Oorlogsherinneringen aan de Zeldenrust

Gijs Vrolijk

opgetekend door Gijs Vrolijk, Krimpen aan den IJssel, 13 januari 2010.

Het was een ontroerend moment, toen ik op woensdag 29 april 2009 na 66 jaar aan boord ging op het schip, waar ik in 1943 als 7 jarig jongetje met mijn vader spannende tijden beleefde.

Mijn vader Jan Vrolijk was bij een razzia opgepakt en naar Wesermunde in Duitsland gestuurd, waar hij in een fabriek moest werken voor de Duitsers.

Na 4 maanden hard werken in een fabriek, die steeds weer door de Geallieerde vliegtuigen werd gebombardeerd en waarbij ook de woonbarakken werden geraakt, mocht hij 4 dagen op verlof naar Nederland.
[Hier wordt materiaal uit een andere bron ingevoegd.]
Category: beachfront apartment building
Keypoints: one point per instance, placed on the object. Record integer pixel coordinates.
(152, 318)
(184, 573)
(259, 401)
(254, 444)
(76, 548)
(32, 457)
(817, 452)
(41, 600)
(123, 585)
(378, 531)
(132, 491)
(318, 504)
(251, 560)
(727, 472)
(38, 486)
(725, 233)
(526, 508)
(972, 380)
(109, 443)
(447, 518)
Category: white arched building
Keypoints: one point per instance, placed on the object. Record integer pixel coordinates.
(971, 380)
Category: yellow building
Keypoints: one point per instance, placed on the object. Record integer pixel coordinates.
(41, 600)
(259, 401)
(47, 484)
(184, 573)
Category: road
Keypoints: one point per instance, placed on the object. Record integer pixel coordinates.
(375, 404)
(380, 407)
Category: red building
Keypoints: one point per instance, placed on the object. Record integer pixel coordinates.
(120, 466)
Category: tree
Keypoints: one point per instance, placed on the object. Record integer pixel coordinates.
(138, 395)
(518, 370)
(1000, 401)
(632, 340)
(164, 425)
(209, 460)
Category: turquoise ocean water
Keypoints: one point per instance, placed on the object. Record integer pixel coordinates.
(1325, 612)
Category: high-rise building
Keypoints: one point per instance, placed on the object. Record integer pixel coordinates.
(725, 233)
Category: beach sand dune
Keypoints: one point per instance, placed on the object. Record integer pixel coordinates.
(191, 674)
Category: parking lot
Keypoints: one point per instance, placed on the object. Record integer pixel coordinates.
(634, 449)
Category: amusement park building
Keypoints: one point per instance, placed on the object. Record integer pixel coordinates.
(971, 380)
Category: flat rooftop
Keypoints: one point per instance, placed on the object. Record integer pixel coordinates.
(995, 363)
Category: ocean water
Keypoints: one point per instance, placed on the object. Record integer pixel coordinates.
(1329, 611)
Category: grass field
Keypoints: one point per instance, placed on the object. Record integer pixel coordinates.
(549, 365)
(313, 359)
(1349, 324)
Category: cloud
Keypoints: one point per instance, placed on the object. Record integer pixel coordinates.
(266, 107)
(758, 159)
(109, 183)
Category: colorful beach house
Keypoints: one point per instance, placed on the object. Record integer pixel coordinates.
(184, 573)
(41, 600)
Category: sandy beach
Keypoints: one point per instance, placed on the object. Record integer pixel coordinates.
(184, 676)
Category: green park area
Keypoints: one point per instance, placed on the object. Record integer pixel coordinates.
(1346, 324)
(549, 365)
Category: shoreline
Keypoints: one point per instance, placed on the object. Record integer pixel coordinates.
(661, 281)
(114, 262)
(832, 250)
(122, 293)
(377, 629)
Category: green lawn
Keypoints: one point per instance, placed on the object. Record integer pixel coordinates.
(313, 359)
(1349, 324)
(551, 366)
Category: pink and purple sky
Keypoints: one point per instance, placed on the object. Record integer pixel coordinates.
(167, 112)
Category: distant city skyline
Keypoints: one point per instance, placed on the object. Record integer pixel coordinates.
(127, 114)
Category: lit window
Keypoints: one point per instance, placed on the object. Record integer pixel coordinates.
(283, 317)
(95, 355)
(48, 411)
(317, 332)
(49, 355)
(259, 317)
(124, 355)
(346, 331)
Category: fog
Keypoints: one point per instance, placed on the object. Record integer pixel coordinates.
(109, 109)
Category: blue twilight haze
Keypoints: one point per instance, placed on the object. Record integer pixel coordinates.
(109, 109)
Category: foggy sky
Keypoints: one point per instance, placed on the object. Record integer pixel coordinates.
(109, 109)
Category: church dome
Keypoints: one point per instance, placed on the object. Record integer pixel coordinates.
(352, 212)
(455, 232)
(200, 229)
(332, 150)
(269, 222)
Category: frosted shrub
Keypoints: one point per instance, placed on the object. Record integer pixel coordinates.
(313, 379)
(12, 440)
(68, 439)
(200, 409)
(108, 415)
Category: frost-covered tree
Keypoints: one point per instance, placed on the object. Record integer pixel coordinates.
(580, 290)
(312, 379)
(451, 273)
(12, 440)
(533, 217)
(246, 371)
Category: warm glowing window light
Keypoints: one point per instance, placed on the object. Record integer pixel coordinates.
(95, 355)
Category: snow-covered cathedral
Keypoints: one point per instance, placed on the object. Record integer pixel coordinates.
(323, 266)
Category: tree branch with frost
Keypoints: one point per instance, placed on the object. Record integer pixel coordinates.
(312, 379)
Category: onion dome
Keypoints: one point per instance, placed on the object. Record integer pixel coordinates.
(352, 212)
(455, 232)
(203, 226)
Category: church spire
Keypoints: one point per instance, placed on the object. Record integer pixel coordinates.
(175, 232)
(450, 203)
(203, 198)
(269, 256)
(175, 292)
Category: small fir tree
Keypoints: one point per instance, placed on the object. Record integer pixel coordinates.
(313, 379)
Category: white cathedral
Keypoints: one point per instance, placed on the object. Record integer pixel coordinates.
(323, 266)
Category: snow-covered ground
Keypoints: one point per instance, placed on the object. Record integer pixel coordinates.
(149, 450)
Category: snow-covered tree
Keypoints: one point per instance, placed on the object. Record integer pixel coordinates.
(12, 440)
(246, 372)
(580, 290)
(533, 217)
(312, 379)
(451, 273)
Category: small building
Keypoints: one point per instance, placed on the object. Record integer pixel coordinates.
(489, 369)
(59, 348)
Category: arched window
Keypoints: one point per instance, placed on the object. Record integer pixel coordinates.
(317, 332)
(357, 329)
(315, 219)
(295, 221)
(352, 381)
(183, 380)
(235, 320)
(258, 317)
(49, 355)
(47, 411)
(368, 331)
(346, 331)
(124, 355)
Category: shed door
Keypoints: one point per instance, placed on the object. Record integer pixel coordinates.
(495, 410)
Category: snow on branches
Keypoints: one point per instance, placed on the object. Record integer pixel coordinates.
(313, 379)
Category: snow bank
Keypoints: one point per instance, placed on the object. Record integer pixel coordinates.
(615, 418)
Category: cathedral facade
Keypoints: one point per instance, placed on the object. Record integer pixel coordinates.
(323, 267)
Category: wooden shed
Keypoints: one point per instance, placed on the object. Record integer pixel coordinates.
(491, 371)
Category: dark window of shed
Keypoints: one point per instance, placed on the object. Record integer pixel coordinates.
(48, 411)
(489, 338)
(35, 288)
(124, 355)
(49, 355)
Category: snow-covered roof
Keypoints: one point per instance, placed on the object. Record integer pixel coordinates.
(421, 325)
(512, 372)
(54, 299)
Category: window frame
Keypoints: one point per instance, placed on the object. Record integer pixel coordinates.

Omdat hij vreesde bij zo’n bombardement om het leven te komen, besloot hij om na zijn 4 verlofdagen niet meer terug te gaan naar Duitsland en dook onder.

Door verraad van een NSB-er [wel Jan Hagel genoemd in die tijd] werd hij al snel opgepakt en door de Duitsers voor de keuze gesteld, terug naar Duitsland of als schipper gaan varen voor de voedselvoorziening, zo niet dan werd het een concentratiekamp in Duitsland.

Heel pijnlijk voor hem was, dat het schip waar hij mee moest gaan varen, de door de Duitsers gevorderde Zeldenrust van Hendrik Pols was, een IJsselschipper die hij goed kende, maar een andere keus had hij niet.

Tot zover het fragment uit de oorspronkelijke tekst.